C’est archaïque et inhumain
Ce système actuel est décrié par la directrice des « Lutins » car il tend à impacter directement l’équipe pédagogique. « C’est archaïque et inhumain. Et le départ d’Audrey est une grande perte pour l’école. Étant donné qu’elle est notre référente numérique, cela met en péril nos projets éducatifs », regrette Nancy Marchal. « C’est un système absurde. On déplace des enseignants dans des écoles qui fonctionnent bien pour compenser celles qui sont en difficulté. On casse des projets pédagogiques solides au lieu de s’attaquer aux vrais problèmes », estime également Audrey, complètement dépitée. « C’est cruel et pernicieux. Cela ne récompense pas les professeurs les plus motivés », souligne enfin Jim, papa de trois enfants.
Selon lui, de nombreux parents se sentent impuissants face à cette situation : « On est démunis parce qu’on ne peut pas faire grand-chose. Mais je sais que ça lui fait beaucoup de bien de savoir qu’elle est soutenue et appréciée, d’autant plus que son avenir est très flou ».
Un avenir incertain
Depuis le mois de septembre, Audrey travaille toujours au sein de l’école des « Lutins ». L’institutrice de 40 ans est « à disposition » du pouvoir organisateur. « Pour l’instant, je lui ai confié des tâches dans le numérique. Mais c’est très difficile pour elle de passer devant sa classe », regrette la directrice. « C’est le flou total. Moi, j’ai besoin de projets, de construire, de créer. Et là, on me dit juste que je suis à disposition », déplore l’enseignante maternelle.

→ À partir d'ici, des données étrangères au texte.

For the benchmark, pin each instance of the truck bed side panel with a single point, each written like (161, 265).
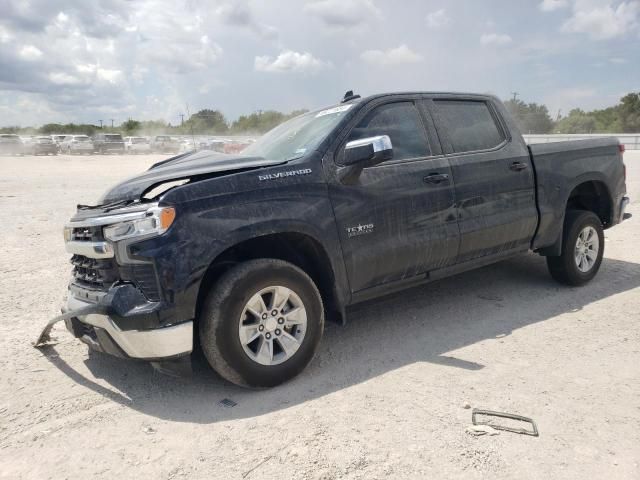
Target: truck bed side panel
(561, 167)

D’après la directrice des « Lutins », elle risque de devoir quitter l’école après les vacances d’automne en intégrant la commission de réaffectation. Concrètement, Audrey, qui habite Rixensart, pourrait être réaffectée ailleurs, là où il y a un emploi vacant.

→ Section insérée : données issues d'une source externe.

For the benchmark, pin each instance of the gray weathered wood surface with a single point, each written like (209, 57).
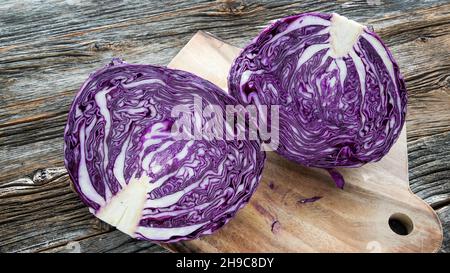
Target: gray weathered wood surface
(47, 49)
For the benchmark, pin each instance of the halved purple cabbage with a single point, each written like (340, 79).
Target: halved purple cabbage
(342, 98)
(127, 168)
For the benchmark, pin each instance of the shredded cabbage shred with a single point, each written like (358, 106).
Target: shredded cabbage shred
(126, 166)
(341, 95)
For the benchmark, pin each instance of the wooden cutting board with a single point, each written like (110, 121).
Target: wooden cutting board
(355, 219)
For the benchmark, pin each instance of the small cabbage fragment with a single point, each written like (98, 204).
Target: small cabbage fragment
(127, 167)
(341, 95)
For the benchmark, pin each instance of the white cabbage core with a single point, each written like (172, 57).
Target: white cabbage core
(344, 33)
(124, 210)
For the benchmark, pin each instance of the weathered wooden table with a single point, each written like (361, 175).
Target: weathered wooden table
(47, 49)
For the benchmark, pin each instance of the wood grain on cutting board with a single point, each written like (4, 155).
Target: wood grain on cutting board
(351, 220)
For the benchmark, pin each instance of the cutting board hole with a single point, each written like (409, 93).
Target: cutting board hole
(401, 224)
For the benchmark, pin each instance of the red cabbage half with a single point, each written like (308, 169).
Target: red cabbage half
(126, 166)
(342, 98)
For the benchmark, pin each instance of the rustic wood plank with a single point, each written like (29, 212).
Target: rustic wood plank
(109, 242)
(48, 49)
(429, 169)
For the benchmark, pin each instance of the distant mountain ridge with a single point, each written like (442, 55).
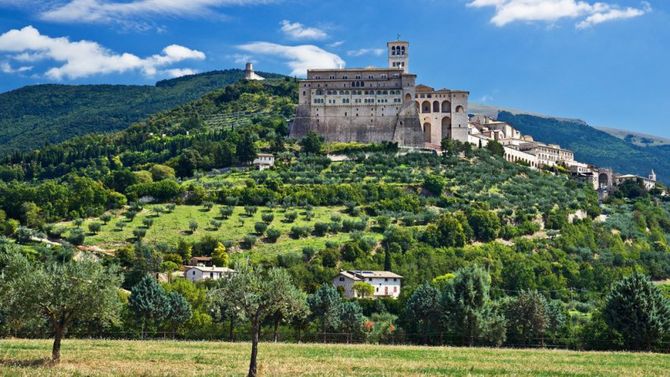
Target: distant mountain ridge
(35, 115)
(594, 146)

Ce futur incertain renforce le sentiment d’injustice de l’institutrice : « On s’étonne que l’enseignement aille mal. Après 18 ans à faire plus que le nécessaire, à toujours me donner à fond, je me retrouve écartée ».
Face à cette incertitude qui risque de chambouler sa vie de famille, Audrey envisage même de changer de métier. Une profession qu’elle exerce pourtant avec passion.